What I love about this trail is that each fall has it’s own unique design, crafted over thousands of years by Mother Nature. The second leg of the hike takes in two wonderful falls both unique in their beauty; the first, Sgwd Pannwr, located on a dog leg at the end of a peaceful stretch of the Mellte River, is nothing like I’ve ever seen before. The river gently flows downstream, with the water cutting a small canyon-like channel into the rock on the left-hand side before taking a sharp turn and falling over the precipice into the plunge pool below. There’s a fantastic spot right by the fall that offers a wonderful location to sit and appreciate this natural marvel in all it’s glory.

It appeared to me that many were either content with just visiting this fall, or not particularly aware of the awesome Sgwd Isaf Clun-Gywn just a little further up river, as we were two of only a handful of hikers who continued upstream along the canyon trail to the next location. It was a series of beautiful waterfalls, beginning with a round, arcing cliff face down which the river poured before thrashing and flailing through a series of smaller drops. Whereas we viewed Sgwd y Eira from below and Sgwd Pannwr from the side, what I loved about this fall was climbing the valley alongside the river, bringing us to a location where we could admire its full might from above. It’s places like these that make you truly appreciate nature, our role in the world and that we should really be doing everything in our power to protect the environment.

Sgwd Isaf Clun-Gywn

Away from the waterfalls though, this is still a beautiful walk that engages you with some of the best landscapes the Brecon Beacons has to offer. Whilst the likes of Pen y Van offer wild moorland and panoramic views, this hike provides quiet farmsteads, enchanted ancient woodland and winding trails over root and stone. The colours of autumn offer a stunning backdrop, as tree’s begin to die and yield a wonderful palette of red, brown, orange and yellow. It only highlights the changes under which our landscape morphs on a seasonal basis and I’d be interested to experience the trail and how it differs under the blanket of winter snowfall.

Sgwd Clun-Gwyn

In all honesty, my enjoyment of the final fall, Sgwd Clun-Gywn, was tempered by fact that the trail was beginning to get busier by the time we reached it at 11:30am. Maybe I was tired, or maybe I’d been spoilt rotten appreciating the first three with very little to no human interaction in the area! That said, as a spectacle on its own, it was still an impressive sight but for me, nowhere near as beautiful as the other three. Who knows? Maybe next time I'll visit Sgwd Clun-Gwyn as my first destination in the early hours of the morning; under different circumstances, lighting and conditions it may well be completely different. That’s one for the future.

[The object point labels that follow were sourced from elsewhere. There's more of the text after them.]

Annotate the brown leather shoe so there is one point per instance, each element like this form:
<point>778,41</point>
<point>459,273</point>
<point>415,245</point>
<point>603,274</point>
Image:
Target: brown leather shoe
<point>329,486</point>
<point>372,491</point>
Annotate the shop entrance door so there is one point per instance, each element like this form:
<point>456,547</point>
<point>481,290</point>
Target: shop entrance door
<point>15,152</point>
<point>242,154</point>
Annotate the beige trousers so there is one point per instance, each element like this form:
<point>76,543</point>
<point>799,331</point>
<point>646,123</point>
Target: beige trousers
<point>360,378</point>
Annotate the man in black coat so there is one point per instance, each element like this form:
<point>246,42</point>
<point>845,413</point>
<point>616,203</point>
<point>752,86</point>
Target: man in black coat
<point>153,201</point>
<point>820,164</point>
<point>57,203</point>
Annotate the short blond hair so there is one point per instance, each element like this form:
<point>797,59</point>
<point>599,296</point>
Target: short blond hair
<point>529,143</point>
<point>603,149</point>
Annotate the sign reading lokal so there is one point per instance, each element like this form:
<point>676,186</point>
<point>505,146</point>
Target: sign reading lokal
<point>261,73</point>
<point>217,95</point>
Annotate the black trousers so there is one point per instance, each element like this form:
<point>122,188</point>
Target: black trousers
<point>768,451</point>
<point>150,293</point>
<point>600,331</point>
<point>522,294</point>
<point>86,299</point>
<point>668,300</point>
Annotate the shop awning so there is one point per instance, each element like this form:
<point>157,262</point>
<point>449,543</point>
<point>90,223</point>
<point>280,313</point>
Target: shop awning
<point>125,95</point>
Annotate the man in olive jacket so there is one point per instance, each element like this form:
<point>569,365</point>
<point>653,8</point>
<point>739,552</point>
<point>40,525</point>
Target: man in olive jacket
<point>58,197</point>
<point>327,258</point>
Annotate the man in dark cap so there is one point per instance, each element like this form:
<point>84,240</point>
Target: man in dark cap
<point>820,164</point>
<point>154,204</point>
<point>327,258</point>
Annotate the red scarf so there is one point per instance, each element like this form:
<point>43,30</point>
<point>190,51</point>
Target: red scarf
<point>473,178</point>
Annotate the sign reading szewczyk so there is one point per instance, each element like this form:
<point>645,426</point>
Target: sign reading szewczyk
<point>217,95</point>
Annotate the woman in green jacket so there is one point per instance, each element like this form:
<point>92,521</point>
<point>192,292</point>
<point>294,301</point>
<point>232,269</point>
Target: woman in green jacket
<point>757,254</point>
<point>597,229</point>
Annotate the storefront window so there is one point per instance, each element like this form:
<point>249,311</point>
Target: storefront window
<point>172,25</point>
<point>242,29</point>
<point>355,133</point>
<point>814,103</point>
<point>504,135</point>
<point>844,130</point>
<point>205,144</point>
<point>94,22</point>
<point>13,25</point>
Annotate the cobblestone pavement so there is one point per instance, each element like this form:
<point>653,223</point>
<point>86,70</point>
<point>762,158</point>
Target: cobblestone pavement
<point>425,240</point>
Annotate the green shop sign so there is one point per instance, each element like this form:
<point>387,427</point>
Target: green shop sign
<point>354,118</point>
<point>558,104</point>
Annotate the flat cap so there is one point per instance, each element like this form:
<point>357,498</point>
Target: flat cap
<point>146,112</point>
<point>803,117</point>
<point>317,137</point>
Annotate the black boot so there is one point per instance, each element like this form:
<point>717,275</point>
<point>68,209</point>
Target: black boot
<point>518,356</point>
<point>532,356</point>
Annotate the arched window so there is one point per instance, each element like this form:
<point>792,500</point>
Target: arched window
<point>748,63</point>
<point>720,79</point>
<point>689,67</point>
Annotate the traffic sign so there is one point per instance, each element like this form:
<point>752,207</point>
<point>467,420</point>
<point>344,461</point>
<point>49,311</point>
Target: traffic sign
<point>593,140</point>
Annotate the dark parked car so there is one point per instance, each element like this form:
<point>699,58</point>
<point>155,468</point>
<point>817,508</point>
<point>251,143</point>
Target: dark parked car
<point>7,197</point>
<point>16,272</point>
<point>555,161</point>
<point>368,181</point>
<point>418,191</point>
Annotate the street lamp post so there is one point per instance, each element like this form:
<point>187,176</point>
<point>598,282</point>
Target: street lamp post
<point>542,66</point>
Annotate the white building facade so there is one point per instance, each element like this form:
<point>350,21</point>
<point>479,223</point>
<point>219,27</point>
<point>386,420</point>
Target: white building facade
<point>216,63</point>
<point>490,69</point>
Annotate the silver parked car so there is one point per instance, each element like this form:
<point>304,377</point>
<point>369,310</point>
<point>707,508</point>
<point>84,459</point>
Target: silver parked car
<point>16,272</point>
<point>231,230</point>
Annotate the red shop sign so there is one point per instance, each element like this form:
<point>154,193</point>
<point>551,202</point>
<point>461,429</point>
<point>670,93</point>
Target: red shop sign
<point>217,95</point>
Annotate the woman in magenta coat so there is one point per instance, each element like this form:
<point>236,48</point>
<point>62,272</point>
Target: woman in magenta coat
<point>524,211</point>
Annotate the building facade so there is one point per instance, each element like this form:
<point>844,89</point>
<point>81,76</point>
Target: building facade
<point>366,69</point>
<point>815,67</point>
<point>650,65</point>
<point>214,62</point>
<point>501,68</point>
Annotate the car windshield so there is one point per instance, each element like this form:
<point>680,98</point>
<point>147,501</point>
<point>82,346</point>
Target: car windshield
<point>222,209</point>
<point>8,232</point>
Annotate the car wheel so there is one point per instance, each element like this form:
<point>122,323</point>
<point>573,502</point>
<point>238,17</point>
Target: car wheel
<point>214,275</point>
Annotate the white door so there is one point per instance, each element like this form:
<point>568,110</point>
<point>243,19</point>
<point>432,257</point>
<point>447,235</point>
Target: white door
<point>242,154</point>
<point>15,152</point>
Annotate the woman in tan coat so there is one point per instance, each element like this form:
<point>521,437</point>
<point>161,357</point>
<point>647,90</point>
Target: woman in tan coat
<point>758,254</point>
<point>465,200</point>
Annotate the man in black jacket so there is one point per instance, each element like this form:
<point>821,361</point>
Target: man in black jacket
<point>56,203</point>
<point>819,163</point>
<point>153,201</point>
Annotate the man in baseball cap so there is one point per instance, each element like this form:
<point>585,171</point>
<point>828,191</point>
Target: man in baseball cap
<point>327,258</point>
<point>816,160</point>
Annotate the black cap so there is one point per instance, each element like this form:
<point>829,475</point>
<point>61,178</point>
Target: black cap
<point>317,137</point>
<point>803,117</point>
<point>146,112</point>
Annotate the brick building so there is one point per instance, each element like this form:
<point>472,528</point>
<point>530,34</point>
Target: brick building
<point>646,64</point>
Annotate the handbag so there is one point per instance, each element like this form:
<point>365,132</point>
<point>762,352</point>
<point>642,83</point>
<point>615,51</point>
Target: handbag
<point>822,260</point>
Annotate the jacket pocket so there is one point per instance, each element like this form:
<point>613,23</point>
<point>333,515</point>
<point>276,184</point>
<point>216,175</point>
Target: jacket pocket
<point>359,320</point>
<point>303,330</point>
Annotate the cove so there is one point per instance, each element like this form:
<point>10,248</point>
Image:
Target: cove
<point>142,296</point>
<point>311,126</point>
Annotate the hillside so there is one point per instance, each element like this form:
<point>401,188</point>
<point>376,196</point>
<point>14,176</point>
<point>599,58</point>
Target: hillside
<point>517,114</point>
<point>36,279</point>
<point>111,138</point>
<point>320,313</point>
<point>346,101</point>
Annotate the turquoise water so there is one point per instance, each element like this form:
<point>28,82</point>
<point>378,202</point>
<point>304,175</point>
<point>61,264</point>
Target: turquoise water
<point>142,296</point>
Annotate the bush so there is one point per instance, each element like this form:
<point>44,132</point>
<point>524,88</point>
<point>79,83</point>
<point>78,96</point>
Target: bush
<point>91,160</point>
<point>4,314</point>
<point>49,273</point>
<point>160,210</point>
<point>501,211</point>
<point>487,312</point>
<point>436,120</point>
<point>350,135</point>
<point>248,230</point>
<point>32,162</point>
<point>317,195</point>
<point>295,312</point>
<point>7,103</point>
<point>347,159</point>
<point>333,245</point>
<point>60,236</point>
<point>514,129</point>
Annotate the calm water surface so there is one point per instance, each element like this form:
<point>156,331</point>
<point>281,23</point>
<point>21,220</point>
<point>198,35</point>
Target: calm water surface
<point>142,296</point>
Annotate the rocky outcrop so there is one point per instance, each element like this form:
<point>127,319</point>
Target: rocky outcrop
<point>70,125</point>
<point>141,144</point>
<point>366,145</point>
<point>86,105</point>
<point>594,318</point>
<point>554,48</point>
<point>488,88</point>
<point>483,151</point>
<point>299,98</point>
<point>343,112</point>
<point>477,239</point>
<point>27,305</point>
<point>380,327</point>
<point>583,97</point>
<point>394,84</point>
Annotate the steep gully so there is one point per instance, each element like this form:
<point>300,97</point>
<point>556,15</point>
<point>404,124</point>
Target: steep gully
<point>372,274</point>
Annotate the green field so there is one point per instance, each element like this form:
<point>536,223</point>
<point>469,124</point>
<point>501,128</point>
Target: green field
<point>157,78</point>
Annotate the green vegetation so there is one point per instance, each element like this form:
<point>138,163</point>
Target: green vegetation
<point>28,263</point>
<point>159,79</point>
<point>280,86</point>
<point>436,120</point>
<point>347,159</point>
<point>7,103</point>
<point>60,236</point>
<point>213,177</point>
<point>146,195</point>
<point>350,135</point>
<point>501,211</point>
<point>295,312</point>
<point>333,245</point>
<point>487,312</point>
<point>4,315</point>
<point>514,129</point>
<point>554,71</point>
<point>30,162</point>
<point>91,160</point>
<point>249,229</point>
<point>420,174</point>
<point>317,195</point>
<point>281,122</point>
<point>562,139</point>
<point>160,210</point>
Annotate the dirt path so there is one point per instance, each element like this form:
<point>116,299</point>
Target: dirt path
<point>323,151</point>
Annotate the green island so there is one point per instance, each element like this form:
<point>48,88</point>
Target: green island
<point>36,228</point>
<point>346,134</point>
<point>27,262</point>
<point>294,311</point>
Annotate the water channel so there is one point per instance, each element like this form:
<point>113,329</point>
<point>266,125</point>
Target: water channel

The Four Falls Trail is a spectacular, wonderful portfolio of the British countryside at its very best, under which the autumn conditions extract every single ounce of its beauty. For me, it is one of the best hikes within the park and is of no surprise that hikers voted it one of the top walking trails in the country. I’d thoroughly recommend putting your walking boots on and getting out into this wonderful environment.

If you can, get there early doors. It really is worth the effort, affording the opportunity to enjoy these wonderful, natural attractions with relative peace and quiet. I love the Brecon Beacons, and I’ll certainly be making every effort to continue exploring this stunning national park in each of the four seasons for many years to come.